Q1: Why did you choose the task of designing the new building for Peking University School of Transnational Law?
A: I have known Jeffrey Lehman since he was the President of Cornell. I visited Dean Lehman when he became the Dean of STL. Meanwhile, there was a proposal of a new building for this innovative law school. KPF has an office in Hong Kong and had been taking projects in Shenzhen. We have done a lot of designs of academic buildings, including law schools. So, it was a terrific opportunity to partner with STL.
Q2: What were the preparations that you undertook during the process of designing the STL Building?
A: For an academic building, we had a lot discussions with the then Dean, faculty members, and students. We also spent a lot of time visiting other schools at Peking University in Shenzhen, as well as the campus in Beijing. We also researched other major Chinese universities, such as Tsinghua, Tongji and Fudan.
Comparing to our experience in doing educational buildings in Europe and the U.S., we tried to understand how education happens here in China. We tried to identify things that are critical for 21st century education and that may have been overlooked in earlier academic buildings.

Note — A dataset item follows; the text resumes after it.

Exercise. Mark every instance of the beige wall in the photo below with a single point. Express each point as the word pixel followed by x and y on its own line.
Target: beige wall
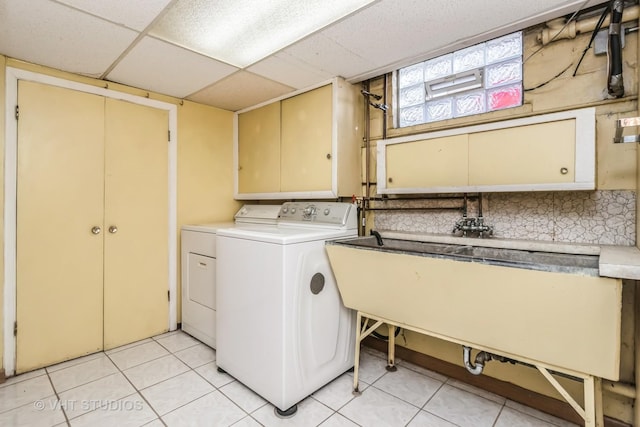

Q3: How did you harmonize the design in order to meet the needs of the various users of the new building – e.g., students, professors, administrators, etc.?
A: We wanted some visual connections between the faculty areas and student areas, and the places where everyone would be comfortable working together. We designed an atrium to help bring the entire law school community together. It’s a place where students and faculty can meet formally or informally with one another, and students can comfortably study. We understand that students have different styles of studying. The design of the atrium, in a way, addressed a few of the different ways in which people study: (i) the open seating arrangements along the stairs cater to students who like to study in public spaces; (ii) the terraces with small tables cater to students who like to study in small groups; and (iii) the small nooks under the stairs cater to students who prefer studying in private. We tried to accommodate a variety of study preferences in one central space.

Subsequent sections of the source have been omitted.